• Resolved -21grams

    (@21grams)


    Please bear with me, this is going to be long.

    First of all, I’m not even sure if the problem I’m up against (the entire www has been blocked from accessing my blog) is WP Simple Firewall’s fault.
    I’m still trying to find the culprit here.

    OK, I’ve got 3 security-related plugins installed.
    1. WP Security Login Notification: Simply sends notifications whenever a user logs in or fails to connect.
    It’s harmless and in no way does it conflict with other plugins, I’m positive.

    2. WP Simple Firewall obviously.
    and
    3. IP Blacklist Cloud.

    Now last night, I logged in to my blog and immediately received the standard “A user has logged in, etc” email.
    What I didn’t notice at the time -and this is vital– is that the *system* didn’t record my real IP [2.xxx.xxx.xxx]
    I was identified as “192.168.1.87” which as it turned out is the host’s server internal IP.
    Every other detail was correct (User Name, email Address, Timestamp, User Agent, http Referrer).

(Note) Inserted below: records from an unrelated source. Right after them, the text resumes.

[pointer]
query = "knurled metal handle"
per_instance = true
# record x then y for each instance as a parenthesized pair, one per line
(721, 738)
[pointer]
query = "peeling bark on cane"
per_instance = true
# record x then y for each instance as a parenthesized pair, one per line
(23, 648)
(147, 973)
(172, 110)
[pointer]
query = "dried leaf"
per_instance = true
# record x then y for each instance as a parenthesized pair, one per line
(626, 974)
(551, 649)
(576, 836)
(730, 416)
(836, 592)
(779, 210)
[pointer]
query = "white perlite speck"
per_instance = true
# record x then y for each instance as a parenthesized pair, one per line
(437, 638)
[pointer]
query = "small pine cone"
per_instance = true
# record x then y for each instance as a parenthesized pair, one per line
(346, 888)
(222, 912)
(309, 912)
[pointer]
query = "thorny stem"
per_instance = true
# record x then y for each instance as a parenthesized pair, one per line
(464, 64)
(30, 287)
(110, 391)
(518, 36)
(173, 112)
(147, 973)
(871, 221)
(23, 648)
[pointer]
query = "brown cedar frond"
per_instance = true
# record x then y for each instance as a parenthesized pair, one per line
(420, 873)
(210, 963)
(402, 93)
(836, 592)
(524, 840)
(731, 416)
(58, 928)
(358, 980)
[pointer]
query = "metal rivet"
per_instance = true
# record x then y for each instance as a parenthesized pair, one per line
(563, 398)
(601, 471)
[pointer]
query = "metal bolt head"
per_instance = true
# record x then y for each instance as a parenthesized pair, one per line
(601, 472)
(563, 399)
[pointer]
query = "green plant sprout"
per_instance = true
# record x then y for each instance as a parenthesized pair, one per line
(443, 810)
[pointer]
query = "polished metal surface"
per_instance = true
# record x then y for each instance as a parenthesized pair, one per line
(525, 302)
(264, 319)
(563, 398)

    A few hours later, a bot attempted to log in (typical brute-force attack).
    Its IP was ALSO identified as “192.168.1.87” and as a consequence was banned!
    And with it, the entire world wide web!
    It appears that everyone (admin, users, plain visitors) is falsely recognised with the same IP regardless of their country.

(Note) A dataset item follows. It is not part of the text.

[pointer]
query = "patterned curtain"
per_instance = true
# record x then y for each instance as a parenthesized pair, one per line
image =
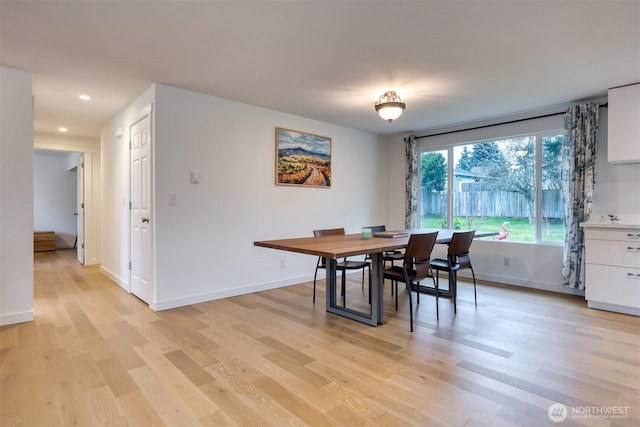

    Host’s customer care told me to whitelist the said IP.
    The problem is that I don’t see any text file (containing IPs) anywhere in the …/plugins/wp-simple-firewall folder.
    I did locate the .htaccess file (in a different path) though and added an “allow from 192.168.1.87” line thinking it would circumvent the block.
    It didn’t.

    This is extremely frustrating. I’m retracing my steps trying to narrow down the culprits.
    The last plugin I updated was (and I say this because it involves log-in forms etc) OpenID.
    Judging by the last modification date (1? hour before the brute force login attempt), maybe it has something to do with it.

    As a last resort, I’m willing to uninstall all 3 security-related plugins. Provided it doesn’t ruin anything of course.
    Should I just go ahead and DELETE the respective folders?
    [Again, I can only access the site only through cPanel and FTP]

    Thank you.

Viewing 5 replies - 1 through 5 (of 5 total)
  • Plugin Author Paul

    (@paultgoodchild)

    The Simple Firewall has no automatic black list system and will not permanently lock you out after triggering a firewall rule.

    The culprit isn’t our firewall in this case.

    My guess is You can solve your problem by renaming the black list plugin folder.

    Thread Starter -21grams

    (@21grams)

    Thanks Paul, it was IP Blacklist Cloud after all.
    After following the “I’m locked out of my own site!” guide, I realised it couldn’t be WP Simple Firewall.
    I deleted the “ip-blacklist-cloud” folder instead and everything now is OK!

    It seems I went to all this trouble for nothing – Sorry for wasting your time :\
    You can mark this as *resolved* now ??

    Plugin Author Paul

    (@paultgoodchild)

    no problem at all… just glad you got it sorted, and thanks for reporting back! ??

    May I ask, if you like the plugin, could you leave a review for us, please? We’re nearly at 100… just 2 more left! ??

    Cheers!

    Thread Starter -21grams

    (@21grams)

    Will do.

    There’s one thing that still worries me though…
    It seems I’m stuck (?) with 192.168.1.87 no matter what I do.
    I logged out and reconnected to no avail (cleared cookies/cache and all)
    Rebooting the modem/router (I have a dynamic IP connection) didn’t solve the *problem* either.
    Why is that?
    Have a look at this screenshot and tell me what you think.

    Plugin Author Paul

    (@paultgoodchild)

    That address is not your address, it’s probably the server’s own local ip

    It looks like your server hosting isn’t populating your server/request variables properly and may be running a old version of PHP. This plugin uses an extensive array of options to learn the connecting IP address and if out of all of them we can’t find it, you may need to discuss this with your host.